Sensitivity A: Move the filing date earlier
Keep damages events the same, but change filing date:
- New filing date: 2024-04-15
- Lookback approx 2019-04-15 to 2024-04-15
Re-check inclusion:
- Event A (2020-05-10): included
- Event B (2021-02-15): included
- Event C (2019-11-01): included
Result: likely $250,000 included and $0 excluded.
Try an even earlier filing date:
- Alternate filing date: 2024-03-01
- Lookback approx 2019-03-01 to 2024-03-01
Event C (2019-11-01) is still later than the start of the window, so it remains included.
Bottom line: the allocation is robust here to moderate filing-date shifts.
Sensitivity B: Move one event earlier than ~5 years
Change Event C from 2019-11-01 to 2019-01-10, keeping:
- Filing date: 2024-06-01
- SOL: 5 years under RCW 9A.04.080
Now check inclusion:
- Event A (2020-05-10): included
- Event B (2021-02-15): included
- Event C (2019-01-10): now likely excluded (outside the 5-year lookback window)
Recomputed allocation:
- Included = $120,000 + $80,000 = $200,000
- Excluded = $50,000
Sensitivity C: What the tool is essentially doing (in this setup)

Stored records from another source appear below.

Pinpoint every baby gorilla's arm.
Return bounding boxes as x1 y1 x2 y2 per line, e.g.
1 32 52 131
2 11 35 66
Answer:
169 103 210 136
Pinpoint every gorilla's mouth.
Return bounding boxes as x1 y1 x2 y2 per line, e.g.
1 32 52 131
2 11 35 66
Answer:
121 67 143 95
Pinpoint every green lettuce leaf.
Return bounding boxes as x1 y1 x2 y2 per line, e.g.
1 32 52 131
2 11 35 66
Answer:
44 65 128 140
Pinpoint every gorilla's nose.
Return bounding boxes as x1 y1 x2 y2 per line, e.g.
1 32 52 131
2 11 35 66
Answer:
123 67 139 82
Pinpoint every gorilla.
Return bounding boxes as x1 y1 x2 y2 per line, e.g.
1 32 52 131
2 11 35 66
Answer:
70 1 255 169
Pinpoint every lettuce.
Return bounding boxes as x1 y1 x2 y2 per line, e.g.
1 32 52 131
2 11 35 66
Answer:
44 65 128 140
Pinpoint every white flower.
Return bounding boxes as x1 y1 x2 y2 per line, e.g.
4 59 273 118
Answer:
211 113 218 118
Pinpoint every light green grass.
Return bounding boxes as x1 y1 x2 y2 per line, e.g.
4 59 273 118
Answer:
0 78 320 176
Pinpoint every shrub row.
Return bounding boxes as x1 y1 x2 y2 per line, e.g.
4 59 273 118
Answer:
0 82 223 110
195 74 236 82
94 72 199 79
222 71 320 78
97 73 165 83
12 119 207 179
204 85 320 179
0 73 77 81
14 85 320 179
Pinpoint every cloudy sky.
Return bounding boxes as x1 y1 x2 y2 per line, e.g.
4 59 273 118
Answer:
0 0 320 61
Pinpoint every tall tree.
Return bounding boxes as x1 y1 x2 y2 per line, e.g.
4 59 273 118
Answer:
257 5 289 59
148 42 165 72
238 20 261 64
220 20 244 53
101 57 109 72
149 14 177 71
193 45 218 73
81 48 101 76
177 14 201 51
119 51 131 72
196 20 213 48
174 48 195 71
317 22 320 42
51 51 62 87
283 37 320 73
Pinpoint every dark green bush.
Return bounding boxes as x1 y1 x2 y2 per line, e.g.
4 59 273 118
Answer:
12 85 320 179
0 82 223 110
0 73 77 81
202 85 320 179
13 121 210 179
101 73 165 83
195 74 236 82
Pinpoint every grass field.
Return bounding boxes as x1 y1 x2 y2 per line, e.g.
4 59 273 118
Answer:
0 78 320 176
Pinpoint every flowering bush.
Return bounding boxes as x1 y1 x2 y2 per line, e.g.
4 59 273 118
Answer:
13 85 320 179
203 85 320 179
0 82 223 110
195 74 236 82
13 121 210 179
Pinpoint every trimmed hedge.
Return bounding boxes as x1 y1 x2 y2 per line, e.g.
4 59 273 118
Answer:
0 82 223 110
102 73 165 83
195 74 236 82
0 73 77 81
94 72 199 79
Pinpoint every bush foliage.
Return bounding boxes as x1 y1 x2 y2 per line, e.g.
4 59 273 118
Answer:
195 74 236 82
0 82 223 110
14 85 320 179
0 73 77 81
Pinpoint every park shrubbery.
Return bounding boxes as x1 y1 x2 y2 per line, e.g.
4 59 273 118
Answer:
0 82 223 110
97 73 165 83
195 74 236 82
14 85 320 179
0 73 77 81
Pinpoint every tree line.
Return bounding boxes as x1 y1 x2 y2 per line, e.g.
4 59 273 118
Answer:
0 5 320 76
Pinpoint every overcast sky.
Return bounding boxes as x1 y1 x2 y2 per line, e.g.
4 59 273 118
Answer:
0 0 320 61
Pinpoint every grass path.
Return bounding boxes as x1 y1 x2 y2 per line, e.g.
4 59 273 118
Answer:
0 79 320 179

For the purposes of this worked example, DocketMath’s allocation logic is effectively:
- Use RCW 9A.04.080’s general 5-year SOL period
- Create a lookback window ending on the filing date
- Include damages whose event dates fall inside the window
- Exclude damages whose event dates fall outside the window
So, treat filing date and each event date as first-class inputs. Small changes can matter when dates are close to the boundary.
Practical checklist (before interpreting results)
- Confirm you selected Washington (US-WA) in DocketMath.
- Confirm DocketMath is applying the general 5-year SOL under RCW 9A.04.080 (default).
- Make sure each damages “event date” is the date the damages are truly tied to (based on your underlying facts).
- Verify that the tool’s included/excluded totals align with the SOL window logic.